# Soonwaldsteig: Kirn-Bingen am 26.05.2012



## The IVO-MASTER (10. Mai 2012)

So, jetzt der offizielle Anmeldethread zur Tour:

*Soonwaldsteig von Kirn nach Bingen*

am: Samstag, den *26.05.2012*

*Abfahrt: 10.00 Uhr in Kirn* am Bahnhof

Streckenlänge: ca. 95 km
Höhenmeter: ca. 2.000
überwiegend Forstwege und Trails

Konditionslevel: Schwer
Technikkeitslevel: einfach, stellenweise mittel
Dauer: ca. 7h Fahrtzeit plus Pausen - es könnte also etwas länger dauern!!!

Gefahren wird in moderatem Tempo.

Anreise per Zug: RB 13610; 
Abfahrt ab Mainz Hbf: 08:24 Uhr
Abfahrt ab Ingelheim: 8:39 Uhr

Rückfahrt ab Bingen entweder per Zug oder per Pedes gemütlich am Rhein entlang.

Absage bei schlechtem Wetter bis Samstag 06:30 Uhr hier im Forum.

_Teilnehmerbeschränkung (nur pro forma): 8 Personen
Mitfahren kann jeder mit funktionsfähigem Mountainbike und Helm; Clubmitglieder werden im Falle der Teilnehmerüberschreitung bevorzugt_

Gruß Nicolas


----------



## matthias2003 (11. Mai 2012)

The IVO-MASTER schrieb:


> ...
> Rückfahrt ab Bingen entweder per Zug oder per Pedes gemütlich am Rhein entlang.
> ...


 
Cool, dann pack mal gutes Schuhwerk ein. Was machst Du mit den Rädern?   [Klugschei..ermodus: AUS]

Das wäre eigentlich eine Tour nach meinem Geschmack, leider kann ich nicht mitkommen!
Matthias


----------



## MTB-News.de




----------



## The IVO-MASTER (11. Mai 2012)

matthias2003 schrieb:


> Cool, dann pack mal gutes Schuhwerk ein.

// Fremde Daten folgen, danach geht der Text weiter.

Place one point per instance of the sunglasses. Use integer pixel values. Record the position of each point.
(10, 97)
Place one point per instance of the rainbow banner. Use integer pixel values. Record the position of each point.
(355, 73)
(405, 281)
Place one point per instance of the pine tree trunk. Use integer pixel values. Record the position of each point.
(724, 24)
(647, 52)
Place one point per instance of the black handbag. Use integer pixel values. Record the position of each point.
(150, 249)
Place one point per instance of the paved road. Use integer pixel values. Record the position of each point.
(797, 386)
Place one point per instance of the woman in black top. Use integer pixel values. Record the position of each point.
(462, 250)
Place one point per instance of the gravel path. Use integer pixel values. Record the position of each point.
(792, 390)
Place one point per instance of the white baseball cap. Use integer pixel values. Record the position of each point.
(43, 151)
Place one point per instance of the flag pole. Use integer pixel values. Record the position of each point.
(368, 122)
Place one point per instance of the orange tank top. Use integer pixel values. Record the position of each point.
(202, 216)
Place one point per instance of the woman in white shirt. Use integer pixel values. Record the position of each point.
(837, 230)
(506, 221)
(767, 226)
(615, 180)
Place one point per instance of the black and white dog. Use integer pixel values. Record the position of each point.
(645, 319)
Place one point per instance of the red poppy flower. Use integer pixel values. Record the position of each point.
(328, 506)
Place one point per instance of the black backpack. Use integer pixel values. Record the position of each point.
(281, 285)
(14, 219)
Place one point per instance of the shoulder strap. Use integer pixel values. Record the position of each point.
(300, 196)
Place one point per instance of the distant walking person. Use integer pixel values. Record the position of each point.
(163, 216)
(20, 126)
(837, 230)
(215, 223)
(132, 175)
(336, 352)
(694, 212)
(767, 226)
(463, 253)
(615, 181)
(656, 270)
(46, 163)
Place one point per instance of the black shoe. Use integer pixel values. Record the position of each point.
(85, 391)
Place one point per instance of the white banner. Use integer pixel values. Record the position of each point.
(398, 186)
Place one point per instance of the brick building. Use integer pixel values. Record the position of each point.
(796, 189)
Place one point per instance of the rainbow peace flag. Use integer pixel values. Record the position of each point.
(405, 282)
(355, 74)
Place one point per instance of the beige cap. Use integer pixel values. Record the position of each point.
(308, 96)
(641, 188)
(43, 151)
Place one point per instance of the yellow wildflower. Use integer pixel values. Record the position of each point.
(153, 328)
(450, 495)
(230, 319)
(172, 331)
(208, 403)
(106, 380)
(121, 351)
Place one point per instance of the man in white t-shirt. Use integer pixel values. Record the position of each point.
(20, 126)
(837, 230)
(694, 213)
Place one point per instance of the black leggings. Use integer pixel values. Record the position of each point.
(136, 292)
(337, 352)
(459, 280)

Was machst Du mit den Rädern?   [Klugschei..ermodus: AUS]
> 
> Das wäre eigentlich eine Tour nach meinem Geschmack, leider kann ich nicht mitkommen!
> Matthias



Die Räder werden dann natürlich geschoben!
Den "Trail" am Rhein zum Schluss fahren??? Bist du verrückt

Schade hatte schon fest mit dir gerechnet


----------



## hallotv (11. Mai 2012)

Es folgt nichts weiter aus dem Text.